Substance Use Disorder Risk Factors
Anyone – regardless of race, age, gender, family history or background, rich or poor – can be affected by substance abuse.
A few risk factors could include:
- Family history of addiction
- Abuse (physical, mental, or emotional)
- Other traumatic experiences (such as a lack of attunement)
- Mental health disorders (such as depression and anxiety)
- Early exposure to drug use
- Poverty and/or lack of economic opportunity
- Neighborhood violence
Once we recognize that there is no shame in living with a substance use disorder or other mental health disorders, we can begin to understand the signs of drug abuse, the need for empathy, and for holistic treatment.
Substance Abuse Prevention
As mentioned previously, early exposure to drugs or early use of drugs or other substances can increase your risk of addiction. Drugs and other substances fundamentally change the brain.
By mitigating early exposure to drugs or other substances – especially if children are going through transitional experiences such as going to high school, moving to a new area, or if there is unrest in their home – we can reduce the risks of experimentation, and subsequently, the risk of addiction.
Additionally, we know that adverse childhood experiences (or trauma) and substance use disorders often go hand-in-hand. Experiencing trauma in your childhood – such as abuse of all kinds, tragic events, or witnessing domestic abuse – increases the likelihood that you could suffer from C-PTSD/PTSD, depression, and/or drug abuse.
Signs of Substance Abuse
Alcohol or drug addiction can change the way a person acts, feels, and even looks.
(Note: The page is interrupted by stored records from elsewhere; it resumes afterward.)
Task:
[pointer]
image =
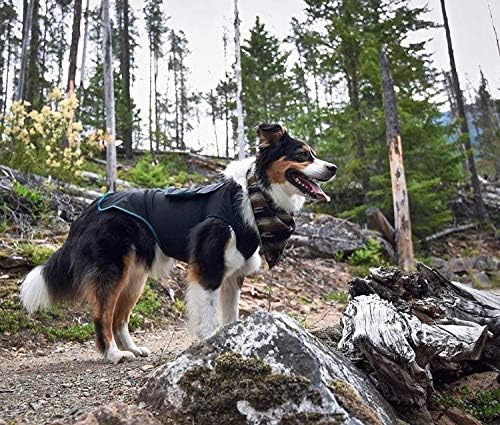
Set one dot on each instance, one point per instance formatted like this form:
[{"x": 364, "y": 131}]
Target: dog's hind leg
[
  {"x": 206, "y": 271},
  {"x": 107, "y": 292},
  {"x": 229, "y": 296},
  {"x": 127, "y": 299}
]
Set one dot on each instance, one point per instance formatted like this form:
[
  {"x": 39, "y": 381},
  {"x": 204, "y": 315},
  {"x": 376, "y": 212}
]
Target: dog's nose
[{"x": 332, "y": 168}]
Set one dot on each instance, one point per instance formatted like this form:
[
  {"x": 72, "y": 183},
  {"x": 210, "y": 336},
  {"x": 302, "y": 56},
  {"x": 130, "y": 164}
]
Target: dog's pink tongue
[{"x": 318, "y": 192}]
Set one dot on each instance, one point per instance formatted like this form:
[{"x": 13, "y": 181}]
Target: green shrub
[
  {"x": 171, "y": 171},
  {"x": 363, "y": 259}
]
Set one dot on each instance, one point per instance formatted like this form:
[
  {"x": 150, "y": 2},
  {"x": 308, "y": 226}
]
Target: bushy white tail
[{"x": 34, "y": 293}]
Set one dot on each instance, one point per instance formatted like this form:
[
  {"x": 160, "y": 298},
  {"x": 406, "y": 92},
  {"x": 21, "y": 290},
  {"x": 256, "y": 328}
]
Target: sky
[{"x": 203, "y": 23}]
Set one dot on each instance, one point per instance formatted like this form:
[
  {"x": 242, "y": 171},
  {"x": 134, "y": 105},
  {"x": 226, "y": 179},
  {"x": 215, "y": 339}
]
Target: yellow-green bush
[{"x": 48, "y": 141}]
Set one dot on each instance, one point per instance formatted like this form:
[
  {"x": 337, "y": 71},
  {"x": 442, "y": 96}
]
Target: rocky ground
[{"x": 50, "y": 370}]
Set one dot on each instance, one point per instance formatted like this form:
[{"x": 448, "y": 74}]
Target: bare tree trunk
[
  {"x": 84, "y": 51},
  {"x": 239, "y": 86},
  {"x": 150, "y": 110},
  {"x": 480, "y": 210},
  {"x": 109, "y": 98},
  {"x": 24, "y": 50},
  {"x": 404, "y": 243},
  {"x": 75, "y": 38},
  {"x": 125, "y": 69}
]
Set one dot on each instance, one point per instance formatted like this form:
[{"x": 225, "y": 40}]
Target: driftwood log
[{"x": 409, "y": 329}]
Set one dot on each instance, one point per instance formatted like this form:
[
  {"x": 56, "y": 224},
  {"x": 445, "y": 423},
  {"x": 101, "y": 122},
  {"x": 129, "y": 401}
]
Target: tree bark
[
  {"x": 404, "y": 243},
  {"x": 27, "y": 19},
  {"x": 84, "y": 50},
  {"x": 377, "y": 221},
  {"x": 239, "y": 86},
  {"x": 109, "y": 98},
  {"x": 125, "y": 70},
  {"x": 480, "y": 209},
  {"x": 75, "y": 39}
]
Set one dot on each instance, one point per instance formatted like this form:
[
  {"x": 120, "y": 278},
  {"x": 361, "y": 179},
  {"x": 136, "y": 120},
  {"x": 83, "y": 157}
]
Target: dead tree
[
  {"x": 239, "y": 86},
  {"x": 404, "y": 243},
  {"x": 109, "y": 98},
  {"x": 464, "y": 127},
  {"x": 413, "y": 329}
]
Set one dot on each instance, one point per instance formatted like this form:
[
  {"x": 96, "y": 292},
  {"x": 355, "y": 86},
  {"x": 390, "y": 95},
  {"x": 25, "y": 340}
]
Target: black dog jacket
[{"x": 171, "y": 214}]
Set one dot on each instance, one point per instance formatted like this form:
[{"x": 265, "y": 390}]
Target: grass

If you observe or are exhibiting the following signs and symptoms of drug use it may be time to seek treatment.
Physical Signs of Drug Abuse
- Poor or declining hygiene habits
- Change in sleep patterns – either sleeping less or more
- Weight loss
- Bloodshot eyes
- Complexion changes such as acne or jaundice
Psychological Signs of Drug Abuse
- Mood swings or increased irritability
- Lack of motivation
- Depression and anxiety
- Lack of confidence or low self-esteem
Behavioral Signs of Drug Abuse
- Neglecting responsibilities and obligations
- Increased acts of conflict and insubordination
- Poor decision making
- Increasingly secretive behavior
- Increased or sudden financial distress
Assisting Someone Exhibiting Signs of Drug Use
If you have observed some of the signs of drug abuse in a loved one, you could feel hesitant about addressing your concerns. It is difficult to communicate how you feel – which is why you should work with a professional intervention specialist. The purpose of an intervention specialist is to help you plan an intervention that is safe and secure for all participants.
After you’ve taken this action, you can talk to your loved one about treatment options. At Integrative Life Center, we offer a suite of options that includes residential treatment, partial hospitalization, and outpatient treatments.